Then there's the voice. He was, in an age of X Factor wannabes a great interpreter. A voice that made White Wedding sound properly sinister and sexy and out Lou Reeds Reed himself on a cover of the Velvets' Ocean. He turned Life's What You Make It into the cry of a man aware of his own mortality that left me sobbing - although Pop Crimes only came out after his death over here and context is often everything. He turned those clogged pipes onto songs about lust, death, love, lust, death, theft, lust, death, religion lust and death and made every cussed word as beautiful and tarnished as you could imagine.

He was also a great songwriter, writing the love songs that they play in singing greeting cards in some Bible belt nightmare of hell.
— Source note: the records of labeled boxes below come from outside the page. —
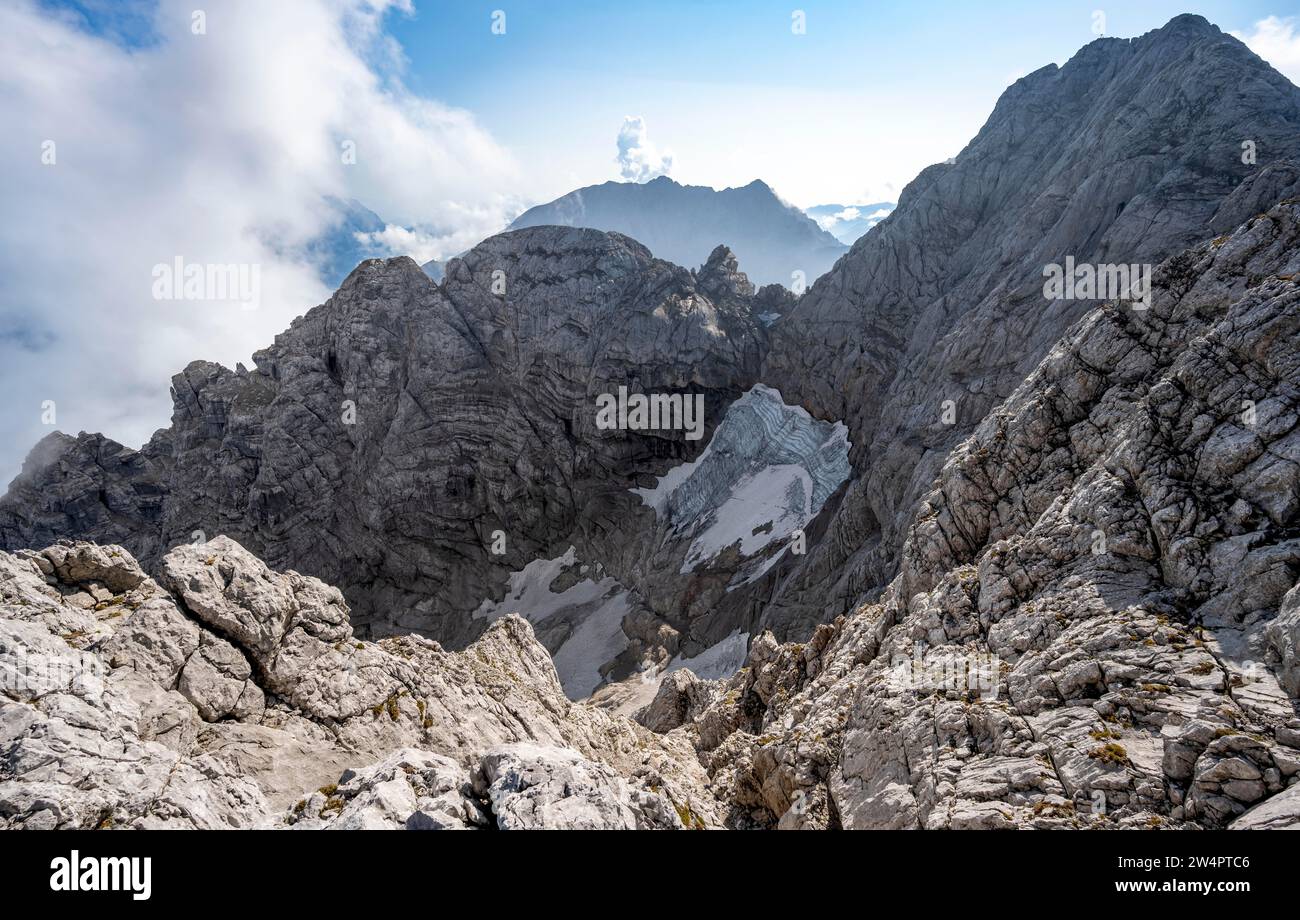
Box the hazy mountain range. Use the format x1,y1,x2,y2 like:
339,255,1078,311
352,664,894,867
0,16,1300,829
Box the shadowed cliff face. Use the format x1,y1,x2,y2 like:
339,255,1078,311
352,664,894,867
681,199,1300,829
0,10,1300,706
763,16,1300,635
0,227,785,645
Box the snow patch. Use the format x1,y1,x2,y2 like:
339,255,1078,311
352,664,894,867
664,633,749,681
632,383,849,587
473,546,632,699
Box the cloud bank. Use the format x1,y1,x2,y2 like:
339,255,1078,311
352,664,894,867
1230,16,1300,84
0,0,517,489
619,116,672,182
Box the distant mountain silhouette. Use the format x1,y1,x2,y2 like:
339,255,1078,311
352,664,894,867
803,201,894,246
510,177,848,286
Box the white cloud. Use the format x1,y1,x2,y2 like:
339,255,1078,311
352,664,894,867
1230,16,1300,83
0,0,517,489
352,196,525,265
619,116,672,182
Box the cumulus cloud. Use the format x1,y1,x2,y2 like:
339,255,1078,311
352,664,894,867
354,196,527,265
619,116,672,182
1231,16,1300,83
0,0,517,489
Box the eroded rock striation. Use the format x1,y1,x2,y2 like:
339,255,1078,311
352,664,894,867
762,16,1300,638
670,200,1300,828
0,8,1300,829
0,537,718,829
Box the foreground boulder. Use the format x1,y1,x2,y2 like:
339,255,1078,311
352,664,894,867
0,537,718,828
660,200,1300,828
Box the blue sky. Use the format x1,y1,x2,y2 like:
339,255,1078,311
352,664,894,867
0,0,1300,483
389,0,1300,207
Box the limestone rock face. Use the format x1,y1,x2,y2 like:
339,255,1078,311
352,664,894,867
0,537,719,829
755,16,1300,638
480,745,689,830
0,16,1300,829
668,201,1300,828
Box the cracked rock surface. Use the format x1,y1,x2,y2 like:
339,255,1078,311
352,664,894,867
0,537,718,829
665,200,1300,828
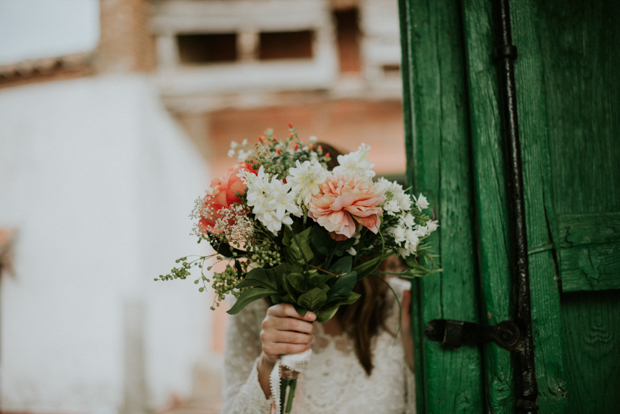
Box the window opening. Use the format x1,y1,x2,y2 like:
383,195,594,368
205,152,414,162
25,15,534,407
334,8,362,73
258,30,314,60
177,33,237,64
381,64,400,77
No one else on the planet sounds like him, and plenty of us have had a good go at it. Even down to the looks, something that should be irrelevant that isn't - an androgynous face with a boxer's broken nose in the middle of it. Onstage with The Birthday Party the flailing and the jump backwards. When Nick Cave is going around fighting people and Tracey Pew is in leather trousers and a cowboy hat humping his bass, still being the most fascinating thing onstage is quite an achievement - but he was. Right up to the end.

I wrote the bulk of this a while ago before they'd started paying attention and realised what they'd lost but gradually it happened. There's a film about him, Autoluminescent and just seeing the trailer reduces me to a snivelling wreck - could be one to watch alone, its unlikely it'll hit any cinemas near me anyway. Australia's Homebake festival now has a Rowland S Howard stage. Two years on, though, and he's still not had proper tribute paid by the rest of the world, and he touched us too. The serious music press are celebrating either the emperor's new clothes or tried and tested coverstars ranging in age from The Strolling Bones to the Arctic Monkeys (!!!). I'm going to write a tribute to the man every year whether anyone but me reads it or not. The Horrors, Yeah Yeah Yeahs and S.C.U.M, acts the critics are dribbling over at the moment - none of them could exist without him. Nick Cave's career would definitely be different, as without him The Birthday Party would've been just another goth band. I realise its blasphemy even as I write it and they'd be a bloody good goth band, but still.....

There's no time to celebrate mediocrity. We'll all be dust ourselves at some point.